A 12 kilogram tire is to be pulled by three ropes. One force, F1, has a magnitude of 50N. Orient the other two forces so that the magnitude of the resulting acceleration of the tire is least. And find that magnitude if: F2=30N, F3= 20N.
To determine the orientation of the other two forces (F2 and F3) that will result in the least magnitude of acceleration for the tire, we can use the concepts of vector addition and the principle of least action. Let's break down the steps:
Step 1: Understand the problem
We have a tire with a mass of 12 kg and three pulling forces: F1 = 50 N, F2 = 30 N, and F3 = 20 N. Our goal is to find the arrangement (orientation) of F2 and F3 that will result in the least magnitude of acceleration for the tire.
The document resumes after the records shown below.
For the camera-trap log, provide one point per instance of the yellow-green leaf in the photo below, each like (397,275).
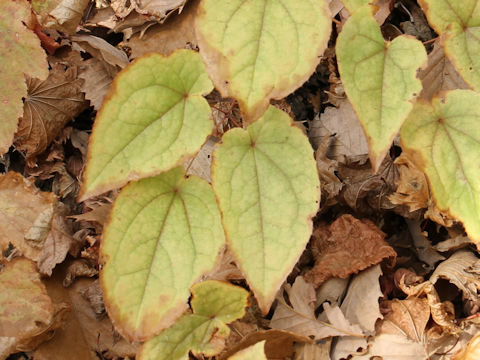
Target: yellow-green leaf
(263,49)
(444,139)
(267,186)
(254,352)
(21,54)
(164,233)
(459,23)
(214,305)
(379,78)
(153,118)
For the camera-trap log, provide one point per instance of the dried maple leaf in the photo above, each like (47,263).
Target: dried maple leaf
(345,247)
(49,106)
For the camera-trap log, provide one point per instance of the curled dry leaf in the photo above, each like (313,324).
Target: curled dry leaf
(26,213)
(63,15)
(345,247)
(439,75)
(49,106)
(176,32)
(25,307)
(300,318)
(461,269)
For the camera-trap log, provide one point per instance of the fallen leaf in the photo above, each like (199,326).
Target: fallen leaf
(63,15)
(254,352)
(49,106)
(405,317)
(345,247)
(25,307)
(439,75)
(26,212)
(461,269)
(348,140)
(176,32)
(84,335)
(21,50)
(299,318)
(278,343)
(360,305)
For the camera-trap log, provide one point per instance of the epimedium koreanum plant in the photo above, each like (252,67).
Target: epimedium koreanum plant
(165,230)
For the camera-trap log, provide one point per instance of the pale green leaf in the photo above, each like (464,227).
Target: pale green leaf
(164,233)
(153,118)
(254,352)
(459,24)
(214,305)
(379,78)
(444,139)
(267,186)
(263,49)
(21,54)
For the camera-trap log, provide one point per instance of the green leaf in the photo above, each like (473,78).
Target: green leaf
(261,50)
(379,78)
(254,352)
(164,233)
(21,54)
(267,186)
(444,139)
(459,24)
(214,305)
(154,117)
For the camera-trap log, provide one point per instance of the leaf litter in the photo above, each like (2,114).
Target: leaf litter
(386,274)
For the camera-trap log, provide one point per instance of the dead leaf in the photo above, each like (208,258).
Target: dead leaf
(348,141)
(63,15)
(462,270)
(300,319)
(360,305)
(439,75)
(25,307)
(83,335)
(278,343)
(405,317)
(176,33)
(49,106)
(346,247)
(26,212)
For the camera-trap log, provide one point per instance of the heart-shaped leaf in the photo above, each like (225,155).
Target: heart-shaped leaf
(153,118)
(164,233)
(379,78)
(267,186)
(214,305)
(263,49)
(20,53)
(444,139)
(459,24)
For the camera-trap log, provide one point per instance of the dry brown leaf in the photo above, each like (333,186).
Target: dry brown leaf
(360,305)
(97,80)
(278,343)
(412,186)
(346,247)
(25,307)
(200,164)
(405,317)
(176,33)
(348,141)
(26,213)
(83,334)
(63,15)
(49,106)
(439,75)
(300,319)
(462,270)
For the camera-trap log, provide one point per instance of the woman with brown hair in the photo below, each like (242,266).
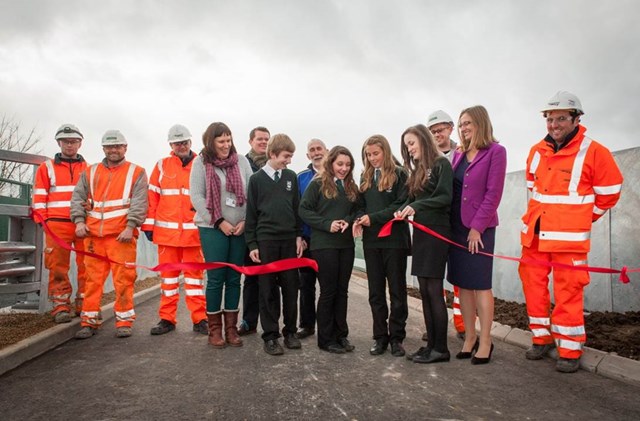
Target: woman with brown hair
(429,202)
(328,206)
(218,189)
(479,173)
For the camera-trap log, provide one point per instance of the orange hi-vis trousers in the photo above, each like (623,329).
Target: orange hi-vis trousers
(565,324)
(97,273)
(57,261)
(193,283)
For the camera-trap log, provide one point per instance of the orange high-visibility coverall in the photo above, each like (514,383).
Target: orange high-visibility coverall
(170,218)
(571,188)
(54,183)
(117,198)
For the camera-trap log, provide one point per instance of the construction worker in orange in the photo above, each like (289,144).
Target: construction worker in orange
(573,180)
(108,205)
(169,224)
(54,183)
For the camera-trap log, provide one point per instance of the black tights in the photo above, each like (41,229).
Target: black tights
(435,312)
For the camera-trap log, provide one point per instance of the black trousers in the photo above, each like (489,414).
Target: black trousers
(250,297)
(335,267)
(387,265)
(307,293)
(272,285)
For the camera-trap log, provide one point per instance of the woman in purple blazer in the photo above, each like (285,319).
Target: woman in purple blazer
(479,172)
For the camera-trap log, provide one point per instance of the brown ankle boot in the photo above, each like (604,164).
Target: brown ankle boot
(231,328)
(215,330)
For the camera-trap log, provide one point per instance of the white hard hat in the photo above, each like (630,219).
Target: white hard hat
(438,117)
(178,133)
(68,131)
(113,137)
(563,100)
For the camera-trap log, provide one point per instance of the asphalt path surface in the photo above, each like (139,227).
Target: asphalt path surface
(178,376)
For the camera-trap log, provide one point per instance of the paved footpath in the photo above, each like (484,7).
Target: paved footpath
(177,376)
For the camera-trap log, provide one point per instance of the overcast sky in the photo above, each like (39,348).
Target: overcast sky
(336,70)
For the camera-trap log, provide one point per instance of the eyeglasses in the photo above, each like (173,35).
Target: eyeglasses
(438,131)
(183,143)
(562,119)
(69,142)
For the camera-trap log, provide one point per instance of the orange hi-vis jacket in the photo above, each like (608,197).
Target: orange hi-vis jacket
(571,189)
(111,191)
(170,214)
(54,183)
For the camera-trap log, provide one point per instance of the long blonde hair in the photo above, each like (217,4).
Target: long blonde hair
(326,176)
(388,176)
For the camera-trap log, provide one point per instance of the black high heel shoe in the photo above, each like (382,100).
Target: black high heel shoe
(466,355)
(475,360)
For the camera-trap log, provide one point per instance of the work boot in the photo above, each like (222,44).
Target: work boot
(123,332)
(85,333)
(567,365)
(201,327)
(215,330)
(164,326)
(537,352)
(230,328)
(62,317)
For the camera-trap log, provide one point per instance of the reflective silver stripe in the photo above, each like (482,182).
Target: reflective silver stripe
(578,163)
(126,193)
(125,314)
(535,161)
(170,292)
(615,189)
(108,215)
(545,321)
(52,173)
(193,292)
(170,281)
(62,189)
(568,330)
(193,281)
(164,224)
(60,204)
(568,344)
(573,199)
(111,203)
(565,236)
(540,332)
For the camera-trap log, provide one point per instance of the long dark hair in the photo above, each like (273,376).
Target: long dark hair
(214,130)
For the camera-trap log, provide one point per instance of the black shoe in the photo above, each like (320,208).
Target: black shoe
(291,342)
(397,350)
(333,348)
(433,357)
(378,347)
(202,327)
(462,355)
(304,332)
(423,350)
(164,326)
(344,342)
(476,361)
(272,347)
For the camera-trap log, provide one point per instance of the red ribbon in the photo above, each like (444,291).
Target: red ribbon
(385,231)
(277,266)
Step 2: Analyze the forces
The total force acting on the tire is the vector sum of F1, F2, and F3. We can calculate the net force using the formula:
Net force (Fnet) = F1 + F2 + F3
Step 3: Understand acceleration
According to Newton's second law of motion, the acceleration of an object is directly proportional to the net force acting on it and inversely proportional to its mass. The formula for acceleration is:
Acceleration (a) = Fnet / mass
Step 4: Find the orientation with the least magnitude of acceleration
To find the orientation that results in the least acceleration, we need to minimize the magnitude of the net force (Fnet). Since Fnet is a vector sum, its magnitude can be minimized by minimizing the angle between F2 and F3.
Step 5: Calculate the net force and acceleration
Using the given values, we can substitute the force values into the formulas to find the net force and acceleration:
Fnet = F1 + F2 + F3
Fnet = 50 N + 30 N + 20 N
Fnet = 100 N
Acceleration (a) = Fnet / mass
Acceleration (a) = 100 N / 12 kg
Acceleration (a) ≈ 8.33 m/s^2
So, regardless of the orientation of F2 and F3, the magnitude of the resulting acceleration for the tire is approximately 8.33 m/s^2.